Cédrik St-Onge Condenses the Verre Bouteille

par Théo Reinhardt

On the evening of January 23, amidst the buzz of Le Verre Bouteille, I waited to see Cédrik St-Onge’s recent album, Osoyoos, performed live. Thanks to an extra date added to his December 5 launch – and which landed far away – I was able to attend, having missed the first event. I was really looking forward to it and wondered how the album’s lush, grandiose sound would translate to this small venue.

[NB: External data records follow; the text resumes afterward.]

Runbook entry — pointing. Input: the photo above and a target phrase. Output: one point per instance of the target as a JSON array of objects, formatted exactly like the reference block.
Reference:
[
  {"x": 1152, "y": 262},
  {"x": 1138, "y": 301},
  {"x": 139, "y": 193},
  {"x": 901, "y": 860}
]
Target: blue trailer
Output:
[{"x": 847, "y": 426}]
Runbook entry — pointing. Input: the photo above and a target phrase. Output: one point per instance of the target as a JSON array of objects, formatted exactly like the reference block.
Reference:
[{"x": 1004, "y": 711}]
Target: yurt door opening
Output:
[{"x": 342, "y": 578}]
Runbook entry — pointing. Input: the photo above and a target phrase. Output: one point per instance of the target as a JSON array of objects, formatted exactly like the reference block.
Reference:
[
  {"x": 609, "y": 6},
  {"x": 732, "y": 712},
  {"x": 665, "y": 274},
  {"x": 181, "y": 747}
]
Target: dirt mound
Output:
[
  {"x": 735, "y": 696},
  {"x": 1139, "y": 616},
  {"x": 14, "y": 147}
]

Unsurprisingly, the stage is packed: the singer-songwriter is joined by Marc-Antoine Beaudoin and Bruno St-Laurent, his bandmates from Vendôme, as well as Alexis Leroy-Pleshoyano (Mada Mada), Jérémie Essiambre (La Faune, Cosmophone), Flavie Melançon and Marilyse San James. It’s hard to see them all at once when you’re at the back of the room, so you identify them by the sound of their instruments. After 20 minutes, you can maybe make out the drummer between the heads, another 20 and a glimpse of the keyboardist’s nose. Maybe. Like I say, it’s packed.

The show begins, and what’s immediately striking about the first track, Un jour à la fois, is its immediacy. Even the softer moments are channelled into higher energy than on the album. Which makes you look forward to the highlights. Next comes Ce qu’on veut pas entendre, which confirms what the previous song suggested to me. The great contrasts in volume on this track make it one of the most bewitching. Barely ten minutes after it starts, I’m thinking in my head that this concert is already a success.

At one point between songs, St-Onge asks the crowd to shout out his grandmother’s name so he can record a video for her. Naturally, we get carried away, and here we are in an impromptu number where everyone sings « Josette » to the tune of “olé, olé olé olé…”. The musicians, like true professionals, join in. A little 15-second madness. A fleeting pleasure for the evening.

Back to the music. The songs are all delightfully reinvigorated, animated by a sensitivity between the musicians, an energy highway. The combination is solid: the backing vocals are hauntingly right; the guitar playing is precise when it needs to be; the drummer takes the liberty of playing with the rhythms, adding details and new punches that provoke joyful shouts. For all these reasons and others I couldn’t name, the live experience of this album was particularly different from listening to the standard material. The songs Ce qu’on veut pas entendre and Headlights are particularly well rendered, and the memory of their live version will tint all my future listening. For an album with rich, grandiose instrumentations, the small stage at Le Verre Bouteille proved surprisingly more than adequate to do it justice.

Maybe it was the proximity of the artists on stage. Maybe it was the fact that this was my first concert of 2024 and that I was in a positive mood at the idea of once again running between shows of artists I enjoy. No matter, this warmly coloured album was an affront to the cold outside, probably much more so this time than in early December. Not much more evocative, in this case, than the windows dripping with condensation you notice on your way out. Osoyoos and its creators were a delightful ball of warmth on my January 23 evening.